If he had completed an Expression of Wishes along the lines of “to my wife initially and then equally to my sons” this could result in a very different outcome to the one he intended. Following his death the pension would pass to his widow, at which point the fund would be hers to use as she thought fit. This might not give due regard to his sons. In other words their inheritance could easily be lost, whether that be by intent or simple oversight.
It’s not just complex family relationships where an Expression of Wishes can fall short of delivering the intended distribution of benefits. A higher level of control may be required where, for example:
- Receipt of a lump sum by a beneficiary may not be the best option, e.g.
- Young “spendthrift” children
- Poor mental health – drink/drug addiction
- There is uncertainty of the strength of the relationship between children (i.e. intended beneficiaries) and their partners/spouses.
- There is potential for the funds to be eroded in the event of the surviving spouse needing long term care.
Where strong control of an asset is required it is often the case that establishing a trust can provide the best solution, and this can apply to pension funds equally as well as any other assets. Largely for historic reasons this type of trust is referred to as a Spousal By-Pass trust (prior to pension rules changing in 2015, the main benefit of the trust was that it would allow the funds to be passed to the next generation without them forming part of the surviving spouse’s estate, effectively by-passing their estate for Inheritance Tax purposes).
Using a By-pass trust
As an alternative to paying the benefits directly to the beneficiaries under the Expression of Wishes, it may be possible for them to be paid into a discretionary trust (most but not all pension schemes can facilitate this).
Once in the discretionary trust the trustees can control how much is paid to whom and when. In line with the earlier example, they could provide an income to the second wife and keep the balance of the capital for distribution to the sons following her death.
Should the second wife require a capital sum (say for repairs to the house) then the trust could make a loan to her, the value of which would be retained in the trust and would create a debt on her estate.
Depending on circumstances and the value of the pension fund there may be additional tax payable under the trust route. The trust is usually a discretionary trust and therefore will be subject to periodic and exit tax charges.

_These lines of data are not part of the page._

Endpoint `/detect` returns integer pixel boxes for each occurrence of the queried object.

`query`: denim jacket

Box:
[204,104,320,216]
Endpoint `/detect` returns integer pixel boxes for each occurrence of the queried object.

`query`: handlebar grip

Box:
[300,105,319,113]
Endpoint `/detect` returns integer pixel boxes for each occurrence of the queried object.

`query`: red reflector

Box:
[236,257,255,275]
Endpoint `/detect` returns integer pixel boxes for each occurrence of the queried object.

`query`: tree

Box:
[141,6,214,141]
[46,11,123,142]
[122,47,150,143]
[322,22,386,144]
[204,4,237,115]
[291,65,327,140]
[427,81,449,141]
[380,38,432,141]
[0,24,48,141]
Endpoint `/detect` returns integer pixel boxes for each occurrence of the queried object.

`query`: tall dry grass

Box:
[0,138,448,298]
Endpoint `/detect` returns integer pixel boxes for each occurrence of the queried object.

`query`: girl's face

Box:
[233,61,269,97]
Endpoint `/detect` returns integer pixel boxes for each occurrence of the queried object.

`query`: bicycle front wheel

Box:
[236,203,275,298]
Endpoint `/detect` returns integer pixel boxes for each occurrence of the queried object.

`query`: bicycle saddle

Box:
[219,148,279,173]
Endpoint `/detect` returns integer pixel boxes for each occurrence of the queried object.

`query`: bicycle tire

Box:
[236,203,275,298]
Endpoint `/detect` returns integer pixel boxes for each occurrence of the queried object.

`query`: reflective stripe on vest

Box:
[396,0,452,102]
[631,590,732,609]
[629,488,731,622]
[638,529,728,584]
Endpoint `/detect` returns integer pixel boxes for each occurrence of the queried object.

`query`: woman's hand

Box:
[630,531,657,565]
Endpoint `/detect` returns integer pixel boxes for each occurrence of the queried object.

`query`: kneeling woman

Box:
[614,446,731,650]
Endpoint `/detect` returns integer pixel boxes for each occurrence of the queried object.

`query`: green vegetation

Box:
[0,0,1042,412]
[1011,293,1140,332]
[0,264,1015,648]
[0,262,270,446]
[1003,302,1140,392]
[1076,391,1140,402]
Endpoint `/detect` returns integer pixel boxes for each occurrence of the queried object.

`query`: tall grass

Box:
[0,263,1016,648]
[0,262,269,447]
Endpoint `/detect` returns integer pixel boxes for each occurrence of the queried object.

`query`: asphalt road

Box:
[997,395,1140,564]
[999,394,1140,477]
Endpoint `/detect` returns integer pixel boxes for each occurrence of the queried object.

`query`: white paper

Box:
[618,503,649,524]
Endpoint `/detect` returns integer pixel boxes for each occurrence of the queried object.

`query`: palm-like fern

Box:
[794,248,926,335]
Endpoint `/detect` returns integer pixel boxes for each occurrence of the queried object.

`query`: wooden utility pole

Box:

Specific advice should be taken here on a case by case basis to establish the tax applicable.
Following a divorce, irrespective of whether any pension share was involved, any Expressions of Wishes should be reviewed and in all probability updated.
Consider whether the client’s wishes can be fully accommodated by an Expression of Wishes. If not consider the option of a by-pass trust.
Check if the pension scheme has the discretion to pay death benefits to a discretionary trust.
Looking longer term, should circumstances change and a by-pass trust is no longer relevant, then a change will need to be made to the Expression of Wishes held by the trustees (this will not cancel the trust but will mean that no pension benefits are paid into it).
Things to look out for
At this stage I would stress that not all pension schemes offer this flexibility, however it is usually possible to move pension benefits into a scheme that does (the pros and cons of transferring pensions need careful consideration and are beyond the scope of this article).
In most circumstances, an Expression of Wishes will enable the benefits to be paid out to the correct beneficiary in a simple and tax efficient manner.
However, where the pension member wishes for a two-stage approach to the distribution of benefits, or has concerns about how the beneficiary may cope with the receipt of a lump sum then a higher level of control may be required and this can be facilitated by the use of a by-pass trust.